We must be purified.  Pope Benedict XVI said, “Evildoers, in the end, do not sit at table in the eternal banquet beside their victims without distinction, as though nothing has happened.”

The question is: when will we be purified?  Sometimes it is in this life.  Other times, it is in the next.  

Let me explain.  On November 1, we celebrate All Saints Day, a joyful occasion when we remember and thank God for our friends in heaven (the Church Triumphant).  The saints are our heroes: they’ve won the race and are now cheering us on.  They have been purified: there is no mess in their souls!

If you look at the lives of the saints, you’ll find a common theme running through their varied life stories.  Whether the saint be a martyr from the fourth century, a wife and mother, or a prisoner at Auschwitz, they all share a commonality: suffering.  More than miracles or mystical prayer, the shared experience of these souls in heaven is that they all suffered. It wasn't something they had to unfortunately "deal with" during their day, an untimely obstacle along the rosy path of life.

No, they embraced the suffering.  They united their suffering with the suffering of Christ on the cross—some, like St. Padre Pio, to the point of even bearing Christ's wounds.  They allowed that suffering to purify them.  It was what made them saints!

They chose to be purified now, here, on earth.  Through suffering they became detached from all sin and made reparation for any damage caused by their previous sins.  Thus their love for God was so pure that, at the moment of their death, they entered directly into heaven.  

Then we come to November 2: All Souls Day.  This is the day when we especially pray for the souls who were not fully purified here on earth.  These are the souls in Purgatory, a word that itself means "purifying." The Catechism of the Catholic Church explains that Purgatory is a “purification, so as to achieve the holiness necessary to enter the joy of heaven.”

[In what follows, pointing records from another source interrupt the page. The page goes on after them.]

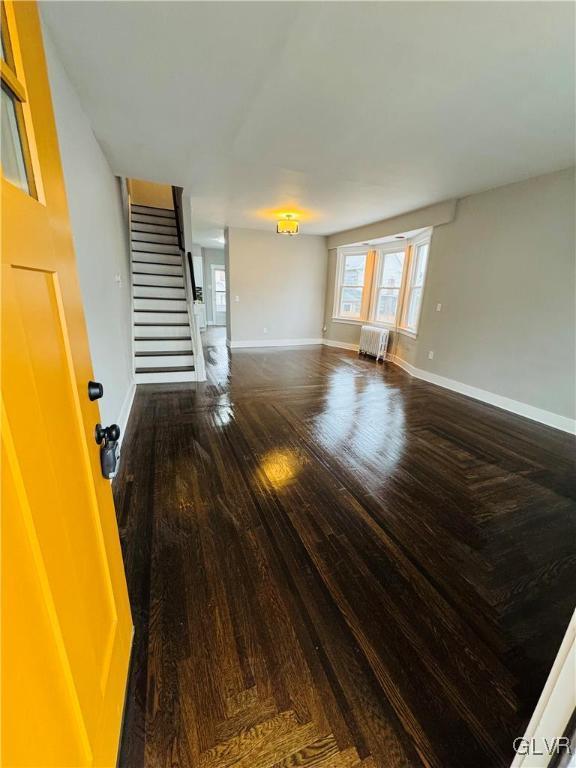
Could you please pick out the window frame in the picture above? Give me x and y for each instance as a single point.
(423, 239)
(13, 81)
(382, 251)
(339, 286)
(375, 258)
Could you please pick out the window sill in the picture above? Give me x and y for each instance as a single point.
(348, 321)
(391, 327)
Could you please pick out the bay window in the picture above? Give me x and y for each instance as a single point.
(388, 285)
(351, 284)
(382, 283)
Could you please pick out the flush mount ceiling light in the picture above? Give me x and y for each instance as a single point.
(287, 225)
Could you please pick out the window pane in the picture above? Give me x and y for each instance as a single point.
(413, 308)
(420, 264)
(392, 270)
(350, 302)
(354, 267)
(220, 279)
(13, 165)
(387, 305)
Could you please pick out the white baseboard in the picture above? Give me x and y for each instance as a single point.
(274, 343)
(341, 345)
(506, 403)
(125, 411)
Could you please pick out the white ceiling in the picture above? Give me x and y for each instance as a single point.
(350, 111)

The Church has always upheld its teaching on Purgatory and we find support in sacred Scripture for this doctrine.  For example, in the Old Testament we read, "Turning to supplication, they prayed that the sinful deed might be fully blotted out ... Thus made atonement for the dead that they might be free from sin” (2 Maccabees, 12:26, 32).  

The Church Fathers also professed belief in Purgatory.  St. Augustine, in his Confessions, relates how his mother, St. Monica, asked him to pray for her soul after death.  She said to him, "Lay this body anywhere at all. The care of it must not trouble you. This only I ask of you, that you remember me at the altar of the Lord wherever you are."

Purgatory is God's hospital for souls.  It works just like a hospital does here on earth.  A patient in a hospital realizes that he or she is sick and needs a cure.  He or she recognizes that a cure will come only through suffering—surgery or a medical procedure.  The infirm person willingly proceeds with the suffering, knowing that it is for his or her ultimate good and in hope for full health one day.  Similarly, the souls in Purgatory (the Church Suffering) await the ultimate cure: the bliss that is the Beatific Vision.  Father Benedict Groeschel writes in his book After This Life that Purgatory “heals it [our sinfulness], cleansing the human soul, gently and lovingly making us into the beings God wants us to be.”  

St. Catherine of Genoa says of Purgatory, 

"The Almighty is so pure, however, that if a person is conscious of the least trace of imperfection and at the same time understands that Purgatory is ordained to do away with such impediments, the soul enters this place of purification glad to accept so great a mercy of God.  The worst suffering of these suffering souls is to have sinned against divine Goodness and not to have been purified in this life."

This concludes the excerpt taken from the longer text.